Mentor Text Review: the Gift

  • Author and illustrator: Michael Speechley
  • Publisher: Penguin Australia

The Gift, by Michael Speechley, is a heart-warming book about loneliness, kindness and friendship. Rosie was lonely after she lost her mum. She believed her neighbour might also be lonely so she decided to give her an extra special and interesting gift to cheer her up…

Suggestions For Using This Mentor Text To Teach Writing:

IDEAS: This book promotes the idea of random acts of kindness (RAKs) for others. What other RAKs do your students know of? How could these be used as the basis for their own story?

ORGANISATION: Michael Speechley uses a clever technique to pull us in at the start of the book- he creates an ‘othering’ by saying that ‘most people thought…but Rosie knew.’ As readers, we want to know what makes Rosie different from ‘most’ people? Can your students do this in their own writing? In addition to this strong lead, a clear resolution is provided to round of all the wonderings we have as we read through the book.
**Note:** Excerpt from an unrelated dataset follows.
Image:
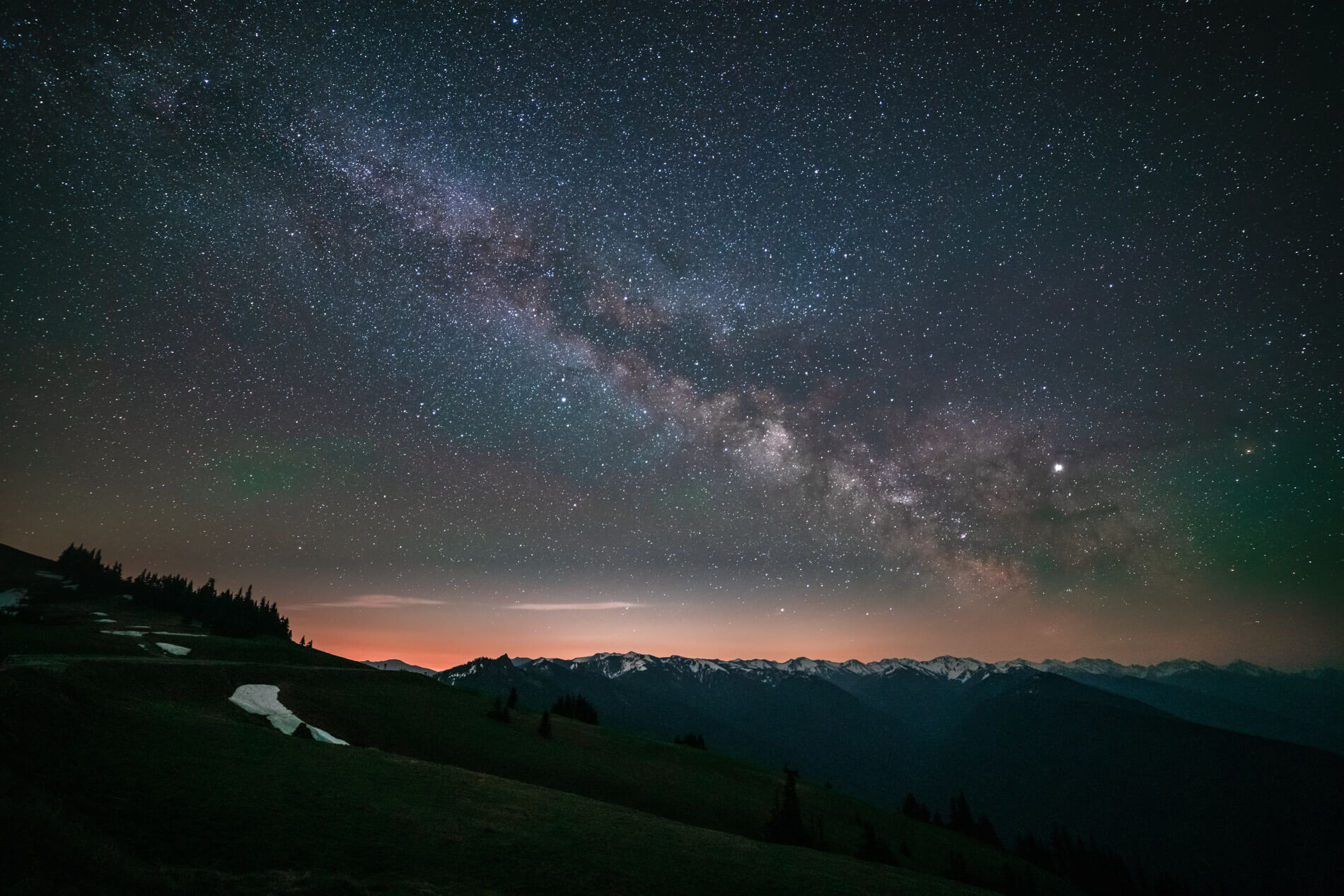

WORD CHOICE: There are lots of tier 2 words in this book (e.g., sipped, gently, drifted by, stepped through, unloved). Encourage students to spot the noun group phrases (such as darkening street, wonky steps, heavy front doors, unloved garden, creaky steps, lovely floral cups) and use these to have a go at creating some of their own.

SENTENCE FLUENCY: Study the varying sentence lengths in this story and use this as a mentor text for examining simple, compound and complex sentences.

Suggestions For Using This Mentor Text To Teach Reading:

PREDICTING: Encourage students to use all the clues available to them on the front cover to predict what this story will be about. Have you read any of the author’s other books? How might that help with your prediction? Encourage students to revise their predictions as they go through the story. When they reach the end, ask them if there was anything they missed during the story that could have given them a clue to the ending? (To help inform future predictions they make when reading) E.g., could they have gleaned more information from the illustrations?

INFERRING: Create a character profile on Rosie- what do you know about her? What type of person is she? What makes you think that? What clues/ information have informed your thinking?

SUMMARISING: Encourage students to use the ‘first, next, then, after’ structure to practise summarising this text.